Back when I was nineteen I was hitchhiking across the US and got kicked out of a car at gunpoint on a tiny road somewhere in the Mojave desert. I got rescued about 30 hours later by the first guy who drove by. I was unconscious from dehydration and had a bit of a sunburn.

About the only thing I did was hide from the sun as much as possible during the day and walk slowly at night back along the road in hopes of reaching a larger road. Didn't really help as the guy who found me came from the direction I was walking anyway but of course I didn't know that at the time. I didn't have any water and wasn't really prepared in any way. So I really have nothing useful to say except being thirsty is not fun and somewhere out there is a pipefitter that makes me hope heaven exists so he can go there, because man, if not for him, I'd be a nice bleached set of bones!

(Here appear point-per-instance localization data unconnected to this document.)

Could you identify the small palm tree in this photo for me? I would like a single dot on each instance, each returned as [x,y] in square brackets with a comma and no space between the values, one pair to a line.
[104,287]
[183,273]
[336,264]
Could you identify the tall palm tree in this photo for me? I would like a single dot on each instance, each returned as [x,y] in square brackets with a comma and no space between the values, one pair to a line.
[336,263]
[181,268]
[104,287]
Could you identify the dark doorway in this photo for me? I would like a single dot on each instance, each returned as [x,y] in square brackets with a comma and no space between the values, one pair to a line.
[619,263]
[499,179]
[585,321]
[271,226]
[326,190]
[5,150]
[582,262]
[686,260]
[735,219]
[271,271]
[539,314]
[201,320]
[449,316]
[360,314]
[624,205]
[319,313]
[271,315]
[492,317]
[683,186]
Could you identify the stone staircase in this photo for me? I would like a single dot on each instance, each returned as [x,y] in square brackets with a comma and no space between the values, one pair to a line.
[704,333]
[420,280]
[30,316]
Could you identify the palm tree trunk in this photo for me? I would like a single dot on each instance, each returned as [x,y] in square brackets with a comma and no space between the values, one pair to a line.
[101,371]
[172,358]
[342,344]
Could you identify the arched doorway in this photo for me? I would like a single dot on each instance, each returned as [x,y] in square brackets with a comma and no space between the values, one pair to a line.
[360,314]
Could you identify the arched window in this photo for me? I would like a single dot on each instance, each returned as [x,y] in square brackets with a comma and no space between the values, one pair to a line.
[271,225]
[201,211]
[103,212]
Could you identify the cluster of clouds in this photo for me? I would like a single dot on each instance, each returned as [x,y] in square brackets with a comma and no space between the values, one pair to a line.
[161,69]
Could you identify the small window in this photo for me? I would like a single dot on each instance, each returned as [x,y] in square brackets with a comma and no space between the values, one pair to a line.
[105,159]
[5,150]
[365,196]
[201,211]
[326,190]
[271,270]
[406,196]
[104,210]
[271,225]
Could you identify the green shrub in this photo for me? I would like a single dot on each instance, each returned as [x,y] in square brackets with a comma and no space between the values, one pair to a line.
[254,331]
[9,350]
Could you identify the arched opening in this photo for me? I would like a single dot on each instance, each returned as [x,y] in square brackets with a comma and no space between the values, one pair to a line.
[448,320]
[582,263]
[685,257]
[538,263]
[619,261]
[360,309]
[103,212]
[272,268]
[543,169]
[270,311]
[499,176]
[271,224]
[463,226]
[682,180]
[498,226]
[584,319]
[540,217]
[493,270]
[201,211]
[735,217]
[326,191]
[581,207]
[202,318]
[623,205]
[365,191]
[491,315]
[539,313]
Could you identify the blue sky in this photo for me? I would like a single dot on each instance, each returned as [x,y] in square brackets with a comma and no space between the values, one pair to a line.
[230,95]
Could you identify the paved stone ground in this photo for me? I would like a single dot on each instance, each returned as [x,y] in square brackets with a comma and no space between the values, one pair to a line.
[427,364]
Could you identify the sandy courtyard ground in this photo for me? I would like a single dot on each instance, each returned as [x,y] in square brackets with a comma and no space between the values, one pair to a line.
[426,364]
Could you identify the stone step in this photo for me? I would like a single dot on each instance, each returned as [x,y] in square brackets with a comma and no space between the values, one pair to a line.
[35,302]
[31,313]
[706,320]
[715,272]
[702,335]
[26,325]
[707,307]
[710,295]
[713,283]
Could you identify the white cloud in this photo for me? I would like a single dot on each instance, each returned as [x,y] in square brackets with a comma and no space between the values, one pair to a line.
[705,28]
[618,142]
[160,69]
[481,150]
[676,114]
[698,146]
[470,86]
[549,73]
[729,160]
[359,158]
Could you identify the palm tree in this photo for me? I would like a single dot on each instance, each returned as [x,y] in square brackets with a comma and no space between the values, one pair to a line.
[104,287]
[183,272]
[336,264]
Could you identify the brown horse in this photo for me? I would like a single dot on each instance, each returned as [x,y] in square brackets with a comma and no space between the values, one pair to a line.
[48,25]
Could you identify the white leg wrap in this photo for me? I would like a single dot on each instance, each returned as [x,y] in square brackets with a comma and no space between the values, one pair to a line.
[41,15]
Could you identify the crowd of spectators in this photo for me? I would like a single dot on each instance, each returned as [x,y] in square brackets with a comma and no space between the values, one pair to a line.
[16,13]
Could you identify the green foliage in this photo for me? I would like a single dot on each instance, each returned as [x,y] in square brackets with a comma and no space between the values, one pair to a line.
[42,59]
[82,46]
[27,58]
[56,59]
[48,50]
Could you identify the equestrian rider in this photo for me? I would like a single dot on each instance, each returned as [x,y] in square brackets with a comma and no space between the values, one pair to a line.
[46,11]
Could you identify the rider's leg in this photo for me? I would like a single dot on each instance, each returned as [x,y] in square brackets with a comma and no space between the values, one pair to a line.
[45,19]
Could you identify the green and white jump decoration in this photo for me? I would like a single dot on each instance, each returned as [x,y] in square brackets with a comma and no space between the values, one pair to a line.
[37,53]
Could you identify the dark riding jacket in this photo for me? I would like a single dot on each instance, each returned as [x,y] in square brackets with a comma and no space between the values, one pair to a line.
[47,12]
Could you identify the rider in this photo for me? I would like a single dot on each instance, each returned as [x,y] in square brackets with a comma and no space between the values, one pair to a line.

I guess the only thing you can take from my experience is this: just because you expect to have a vehicle doesn't mean you will. It might break down, it might run out of fuel, or the driver may be nuts. So take whatever you need to do a good but of walking, and don't go traveling places you couldn't navigate if you needed to. When I got left, I didn't know where I was, and what the road went to, so I didn't know if there would be a town five miles down the road and I should continue in the direction of the car, or if it was a dead end, and I should head back, like I did, or what.

Anyway it turned out that there wasn't anything at the end of the road but a played-out oil well of some sort and the pipefitter had been shutting it down or taking some equipment or that sort of thing. Pure fluke he was there at all. So I guess the other lesson is that you should always be phenomenally lucky.